The time complexity is O(n x k^2) because, first, we iterate over all list of movies from each country i.e. n number of lists. In each iteration, we combine two lists by comparing every element of one list (with k elements) to every element of the other list (with k elements) which makes k^2 iterations. So the complexity for each combining iteration becomes k^2. This way the overall complexity becomes n times k^2.

Hi @Ali_Mansoor_Alvi,

I believe the time complexity is O(n x k). Let me explain.
Let’s say we have a list of n items (no conflict here).
Among the lists, we have two linked lists that have no common item, such as t1 = [1, 3, 5, 7, 9] and t2 = [2, 4, 6, 8, 10, 11]. In this case, the while loop in merge2_country will iterate 9 times. Thus, the iteration is less than (k * 2) where k is the length of the smaller list.

Let’s say we have two linked list with all conflicting items, such as t1 = [1, 2, 3, 4, 5] and t2 = [1, 2, 3, 4, 5]. In this case, the while loop will run 8 times, again it is less than (k * 2) where k is the length of the smaller list.

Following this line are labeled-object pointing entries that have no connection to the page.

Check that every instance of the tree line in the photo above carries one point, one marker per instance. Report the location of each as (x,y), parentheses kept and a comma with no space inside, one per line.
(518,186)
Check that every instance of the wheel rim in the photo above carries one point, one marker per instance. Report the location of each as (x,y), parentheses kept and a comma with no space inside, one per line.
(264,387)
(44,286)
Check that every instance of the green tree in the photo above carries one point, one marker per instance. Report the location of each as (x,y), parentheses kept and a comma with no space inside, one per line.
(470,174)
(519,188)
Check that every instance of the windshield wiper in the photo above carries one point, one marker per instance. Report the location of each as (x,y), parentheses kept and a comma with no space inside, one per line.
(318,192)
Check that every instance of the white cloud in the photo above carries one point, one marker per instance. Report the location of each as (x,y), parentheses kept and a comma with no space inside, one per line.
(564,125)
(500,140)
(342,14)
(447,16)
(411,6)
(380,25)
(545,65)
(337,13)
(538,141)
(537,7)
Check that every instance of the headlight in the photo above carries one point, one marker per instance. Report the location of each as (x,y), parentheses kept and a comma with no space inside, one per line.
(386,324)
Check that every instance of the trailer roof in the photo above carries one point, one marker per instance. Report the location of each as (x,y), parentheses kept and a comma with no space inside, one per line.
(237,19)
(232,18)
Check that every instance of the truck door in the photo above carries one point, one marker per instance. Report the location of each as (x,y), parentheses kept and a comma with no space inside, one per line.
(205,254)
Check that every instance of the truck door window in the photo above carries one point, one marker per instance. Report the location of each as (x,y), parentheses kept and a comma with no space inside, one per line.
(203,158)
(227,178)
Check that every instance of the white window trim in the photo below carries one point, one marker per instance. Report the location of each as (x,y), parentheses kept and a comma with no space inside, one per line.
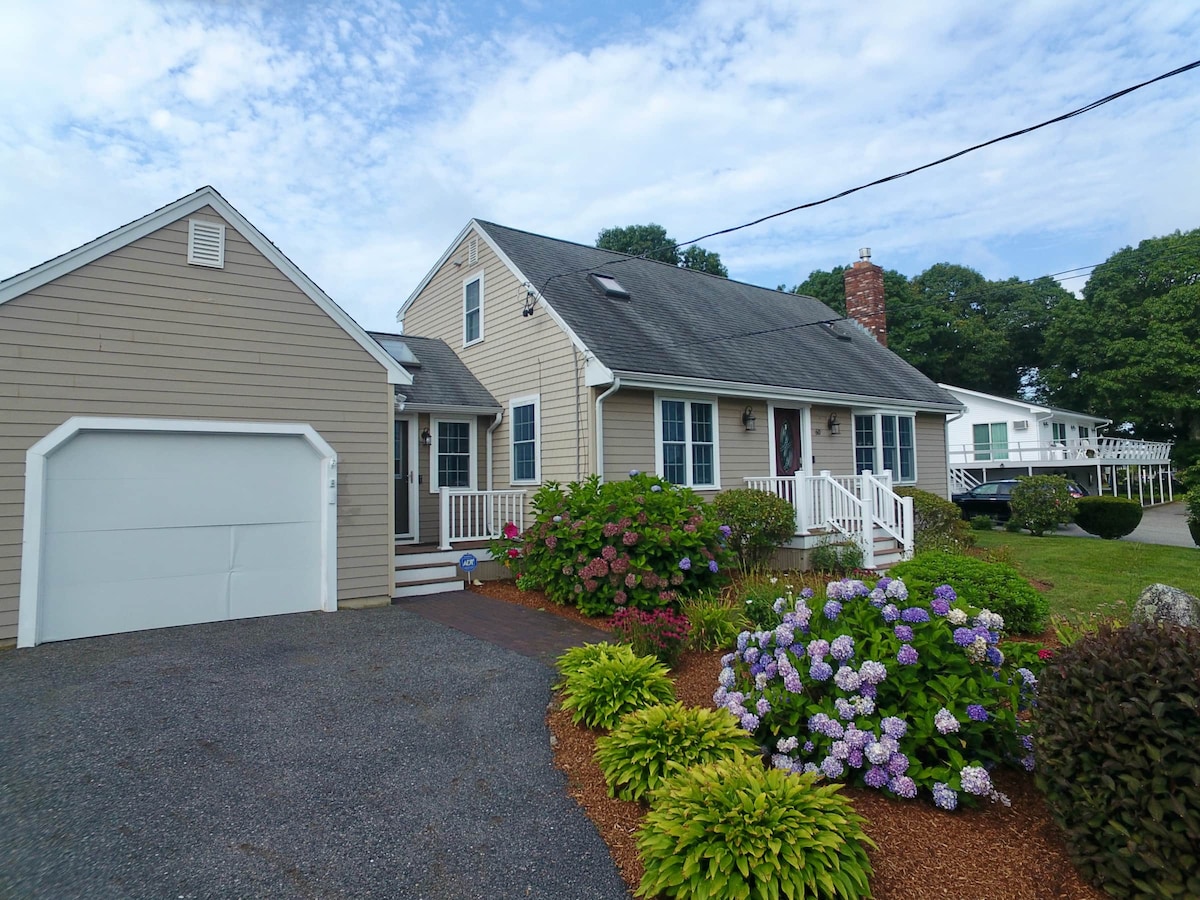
(473,471)
(805,435)
(879,442)
(533,400)
(688,400)
(478,276)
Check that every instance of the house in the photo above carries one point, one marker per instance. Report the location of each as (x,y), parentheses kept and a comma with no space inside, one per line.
(999,437)
(605,364)
(190,431)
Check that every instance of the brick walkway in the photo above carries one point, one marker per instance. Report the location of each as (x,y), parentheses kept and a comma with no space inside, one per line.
(538,635)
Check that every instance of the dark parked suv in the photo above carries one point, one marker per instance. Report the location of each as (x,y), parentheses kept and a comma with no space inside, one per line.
(991,498)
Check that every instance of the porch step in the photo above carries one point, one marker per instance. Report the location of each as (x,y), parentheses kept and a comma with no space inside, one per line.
(421,588)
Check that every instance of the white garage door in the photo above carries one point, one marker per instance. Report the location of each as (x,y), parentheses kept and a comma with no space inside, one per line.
(148,528)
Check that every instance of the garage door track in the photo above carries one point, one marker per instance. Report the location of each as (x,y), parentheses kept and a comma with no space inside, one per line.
(372,754)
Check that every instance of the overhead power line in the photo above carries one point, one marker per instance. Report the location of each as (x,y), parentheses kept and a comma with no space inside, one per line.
(847,192)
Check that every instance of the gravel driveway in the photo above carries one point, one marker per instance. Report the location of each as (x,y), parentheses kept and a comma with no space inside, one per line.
(367,754)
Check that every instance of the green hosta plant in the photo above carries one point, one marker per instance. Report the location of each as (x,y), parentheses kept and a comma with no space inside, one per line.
(733,829)
(599,695)
(652,743)
(577,659)
(1117,736)
(1041,503)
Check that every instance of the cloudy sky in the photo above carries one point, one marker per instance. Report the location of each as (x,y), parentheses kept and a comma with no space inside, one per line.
(361,136)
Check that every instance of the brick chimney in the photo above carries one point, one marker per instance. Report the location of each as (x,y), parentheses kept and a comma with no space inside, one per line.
(864,295)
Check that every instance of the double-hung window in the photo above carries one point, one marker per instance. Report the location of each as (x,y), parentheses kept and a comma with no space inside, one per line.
(688,442)
(990,441)
(473,310)
(523,432)
(886,442)
(453,457)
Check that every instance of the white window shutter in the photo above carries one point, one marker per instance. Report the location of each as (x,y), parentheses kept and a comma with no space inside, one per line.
(205,244)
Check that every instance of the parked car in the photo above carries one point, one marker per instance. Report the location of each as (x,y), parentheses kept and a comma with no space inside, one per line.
(991,498)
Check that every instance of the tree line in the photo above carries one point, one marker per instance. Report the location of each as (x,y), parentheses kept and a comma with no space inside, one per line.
(1126,348)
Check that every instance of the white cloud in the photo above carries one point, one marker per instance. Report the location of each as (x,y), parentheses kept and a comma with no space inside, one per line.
(361,136)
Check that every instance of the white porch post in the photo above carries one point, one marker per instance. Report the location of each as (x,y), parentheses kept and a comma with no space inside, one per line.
(444,517)
(802,503)
(867,495)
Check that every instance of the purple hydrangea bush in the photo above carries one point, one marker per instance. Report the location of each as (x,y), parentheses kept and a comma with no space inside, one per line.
(876,688)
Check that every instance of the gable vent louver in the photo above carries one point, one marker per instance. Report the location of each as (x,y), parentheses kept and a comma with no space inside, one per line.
(205,244)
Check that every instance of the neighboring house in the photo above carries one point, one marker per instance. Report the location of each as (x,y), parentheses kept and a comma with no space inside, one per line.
(605,363)
(190,431)
(999,437)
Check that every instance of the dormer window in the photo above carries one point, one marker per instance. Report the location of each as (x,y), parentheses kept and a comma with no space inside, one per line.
(610,286)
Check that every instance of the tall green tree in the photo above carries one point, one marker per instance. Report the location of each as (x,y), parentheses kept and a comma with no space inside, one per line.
(652,241)
(958,327)
(1129,347)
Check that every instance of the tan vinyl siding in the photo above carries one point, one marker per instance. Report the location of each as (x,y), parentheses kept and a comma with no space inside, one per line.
(931,466)
(139,333)
(517,357)
(832,453)
(628,433)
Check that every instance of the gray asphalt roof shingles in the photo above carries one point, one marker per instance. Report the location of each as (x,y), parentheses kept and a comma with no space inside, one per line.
(441,379)
(690,324)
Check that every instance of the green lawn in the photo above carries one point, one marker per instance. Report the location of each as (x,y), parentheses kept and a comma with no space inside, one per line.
(1086,575)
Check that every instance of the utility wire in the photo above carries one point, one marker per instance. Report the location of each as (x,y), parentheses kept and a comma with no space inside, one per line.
(847,192)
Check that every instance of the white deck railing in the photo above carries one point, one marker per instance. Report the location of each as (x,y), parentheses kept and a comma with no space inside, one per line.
(1103,449)
(852,505)
(478,515)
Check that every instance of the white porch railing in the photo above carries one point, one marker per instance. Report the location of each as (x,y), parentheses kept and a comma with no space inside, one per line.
(1101,449)
(853,505)
(478,515)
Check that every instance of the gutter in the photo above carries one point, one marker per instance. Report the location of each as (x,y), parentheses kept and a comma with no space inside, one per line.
(492,427)
(600,400)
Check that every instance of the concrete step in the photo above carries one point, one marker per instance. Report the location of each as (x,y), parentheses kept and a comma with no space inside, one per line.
(420,589)
(412,574)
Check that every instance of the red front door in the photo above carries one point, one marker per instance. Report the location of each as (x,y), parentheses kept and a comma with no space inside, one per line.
(789,451)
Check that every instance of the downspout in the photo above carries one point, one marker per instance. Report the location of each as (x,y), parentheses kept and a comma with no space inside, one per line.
(600,400)
(492,427)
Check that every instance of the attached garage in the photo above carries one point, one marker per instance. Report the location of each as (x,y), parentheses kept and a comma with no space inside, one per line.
(190,431)
(148,523)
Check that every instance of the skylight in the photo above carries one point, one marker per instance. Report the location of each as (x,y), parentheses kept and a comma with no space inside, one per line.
(610,286)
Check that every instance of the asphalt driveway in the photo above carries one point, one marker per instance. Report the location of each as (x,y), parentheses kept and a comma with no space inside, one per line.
(372,754)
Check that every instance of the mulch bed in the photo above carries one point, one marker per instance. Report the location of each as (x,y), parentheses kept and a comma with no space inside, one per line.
(987,853)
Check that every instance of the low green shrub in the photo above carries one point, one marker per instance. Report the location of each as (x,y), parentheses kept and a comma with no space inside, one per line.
(1041,503)
(835,557)
(1117,738)
(715,621)
(991,586)
(576,659)
(599,694)
(643,543)
(733,829)
(661,634)
(937,522)
(651,744)
(1110,517)
(760,522)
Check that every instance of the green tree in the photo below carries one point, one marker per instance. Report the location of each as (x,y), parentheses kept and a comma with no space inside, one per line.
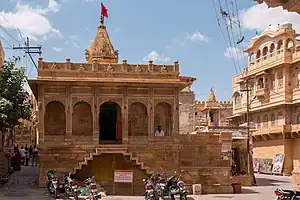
(14,102)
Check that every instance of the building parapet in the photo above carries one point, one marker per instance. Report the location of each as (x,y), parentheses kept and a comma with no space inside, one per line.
(99,70)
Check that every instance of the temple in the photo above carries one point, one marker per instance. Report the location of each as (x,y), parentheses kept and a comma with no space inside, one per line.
(100,116)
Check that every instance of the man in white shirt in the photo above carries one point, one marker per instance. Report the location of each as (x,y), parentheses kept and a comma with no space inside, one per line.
(159,132)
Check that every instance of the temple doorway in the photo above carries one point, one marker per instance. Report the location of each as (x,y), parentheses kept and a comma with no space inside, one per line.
(110,123)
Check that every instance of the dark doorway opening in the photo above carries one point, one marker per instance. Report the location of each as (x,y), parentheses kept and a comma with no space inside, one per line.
(108,122)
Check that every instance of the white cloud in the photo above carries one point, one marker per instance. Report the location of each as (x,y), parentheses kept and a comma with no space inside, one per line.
(30,21)
(155,57)
(235,53)
(196,36)
(260,17)
(57,49)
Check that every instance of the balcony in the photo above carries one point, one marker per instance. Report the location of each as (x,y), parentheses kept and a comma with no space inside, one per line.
(261,92)
(273,129)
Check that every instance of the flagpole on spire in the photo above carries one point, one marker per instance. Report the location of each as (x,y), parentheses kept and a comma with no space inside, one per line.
(104,13)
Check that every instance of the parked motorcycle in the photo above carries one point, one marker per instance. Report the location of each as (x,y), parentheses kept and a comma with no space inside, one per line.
(71,186)
(287,194)
(55,187)
(150,192)
(89,190)
(176,186)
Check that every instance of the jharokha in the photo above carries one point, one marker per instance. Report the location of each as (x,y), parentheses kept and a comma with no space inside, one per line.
(101,116)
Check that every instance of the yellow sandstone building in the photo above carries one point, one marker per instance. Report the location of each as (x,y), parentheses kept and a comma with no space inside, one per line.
(274,80)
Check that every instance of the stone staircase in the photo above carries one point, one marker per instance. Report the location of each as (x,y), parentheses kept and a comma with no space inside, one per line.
(112,149)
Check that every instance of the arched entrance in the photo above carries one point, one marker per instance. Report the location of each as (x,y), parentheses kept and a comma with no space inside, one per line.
(110,123)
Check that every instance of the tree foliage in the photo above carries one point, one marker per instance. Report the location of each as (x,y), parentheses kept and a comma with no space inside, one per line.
(14,100)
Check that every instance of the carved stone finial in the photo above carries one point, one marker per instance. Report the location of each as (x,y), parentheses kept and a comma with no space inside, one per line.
(53,66)
(138,68)
(163,69)
(110,68)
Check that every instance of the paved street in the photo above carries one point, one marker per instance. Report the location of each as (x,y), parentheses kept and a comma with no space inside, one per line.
(22,186)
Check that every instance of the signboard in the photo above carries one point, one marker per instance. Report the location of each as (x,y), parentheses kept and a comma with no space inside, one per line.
(123,176)
(278,164)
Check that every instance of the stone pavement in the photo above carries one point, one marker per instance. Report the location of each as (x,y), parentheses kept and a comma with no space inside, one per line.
(22,186)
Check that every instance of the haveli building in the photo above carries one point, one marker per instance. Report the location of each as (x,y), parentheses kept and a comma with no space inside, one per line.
(273,75)
(100,116)
(290,5)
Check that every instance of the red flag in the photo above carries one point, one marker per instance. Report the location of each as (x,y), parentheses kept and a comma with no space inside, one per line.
(104,12)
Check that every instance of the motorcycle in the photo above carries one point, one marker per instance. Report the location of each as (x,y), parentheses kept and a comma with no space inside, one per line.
(161,186)
(54,186)
(71,186)
(176,187)
(89,190)
(287,194)
(150,193)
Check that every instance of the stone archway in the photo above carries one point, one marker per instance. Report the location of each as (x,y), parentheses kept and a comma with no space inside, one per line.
(82,119)
(55,118)
(163,117)
(137,120)
(110,123)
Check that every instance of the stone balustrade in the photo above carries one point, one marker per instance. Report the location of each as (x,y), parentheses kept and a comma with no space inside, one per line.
(95,70)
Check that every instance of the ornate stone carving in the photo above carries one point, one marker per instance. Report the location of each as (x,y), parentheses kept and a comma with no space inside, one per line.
(140,100)
(53,66)
(138,68)
(163,69)
(110,68)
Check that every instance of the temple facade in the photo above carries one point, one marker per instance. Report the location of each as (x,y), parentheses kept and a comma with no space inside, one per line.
(273,76)
(100,117)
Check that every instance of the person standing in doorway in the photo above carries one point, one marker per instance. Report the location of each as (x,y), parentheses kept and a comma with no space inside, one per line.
(159,131)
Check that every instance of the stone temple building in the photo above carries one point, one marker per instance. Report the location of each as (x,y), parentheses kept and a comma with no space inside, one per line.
(100,117)
(273,74)
(201,114)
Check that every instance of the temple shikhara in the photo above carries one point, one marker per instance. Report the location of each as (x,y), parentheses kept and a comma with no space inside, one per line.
(101,116)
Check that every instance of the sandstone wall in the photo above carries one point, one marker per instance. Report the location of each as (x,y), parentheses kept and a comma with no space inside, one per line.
(186,112)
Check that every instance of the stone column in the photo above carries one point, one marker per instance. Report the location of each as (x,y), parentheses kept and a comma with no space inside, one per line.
(41,112)
(175,123)
(95,111)
(69,111)
(151,111)
(125,116)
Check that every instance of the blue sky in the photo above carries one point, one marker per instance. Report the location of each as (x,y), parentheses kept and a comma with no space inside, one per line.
(186,31)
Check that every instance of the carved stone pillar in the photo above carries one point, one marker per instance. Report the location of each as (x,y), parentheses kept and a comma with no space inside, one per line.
(41,107)
(175,123)
(151,110)
(125,108)
(95,111)
(69,111)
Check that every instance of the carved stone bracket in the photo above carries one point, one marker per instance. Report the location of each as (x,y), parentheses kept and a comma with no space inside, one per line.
(88,99)
(60,98)
(169,101)
(140,100)
(114,99)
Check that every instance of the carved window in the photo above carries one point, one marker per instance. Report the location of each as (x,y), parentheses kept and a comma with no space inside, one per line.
(273,120)
(258,122)
(265,123)
(260,83)
(298,119)
(280,79)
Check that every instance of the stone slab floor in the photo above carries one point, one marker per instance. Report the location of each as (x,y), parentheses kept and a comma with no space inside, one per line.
(22,186)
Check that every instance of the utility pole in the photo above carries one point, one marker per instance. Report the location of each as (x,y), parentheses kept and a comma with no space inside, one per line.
(249,135)
(28,48)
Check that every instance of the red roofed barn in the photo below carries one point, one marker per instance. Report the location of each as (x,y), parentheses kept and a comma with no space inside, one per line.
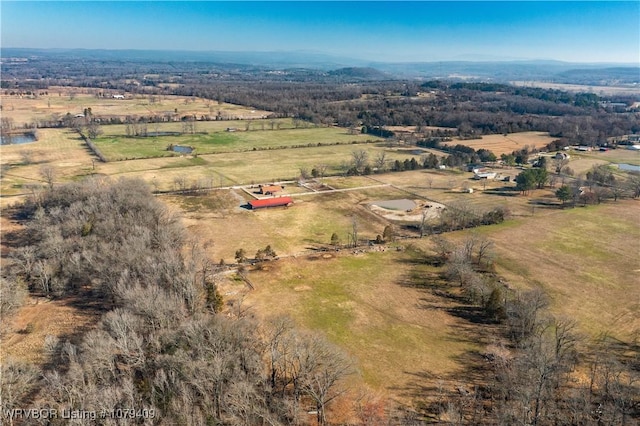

Thus, the time complexity is O(n x 2 x k) ~ O (n x k).
Please let me know, if there is a broken step in my thought process.

Hi @Ali_Kaya,

As we have k lists, we can assume that each list contains n elements. To merge the first two arrays, it would take n + n time, i.e., 2n. It would take 2n + n = 3n time to merge the third list. The last merge would take n * k time as we go on. The total time for all the merges would result in the following formulation:
n + 2n + 3n + … + k * n
=> n * k * (k + 1) / 2

Hence the O(n * k^2) time complexity for this feature.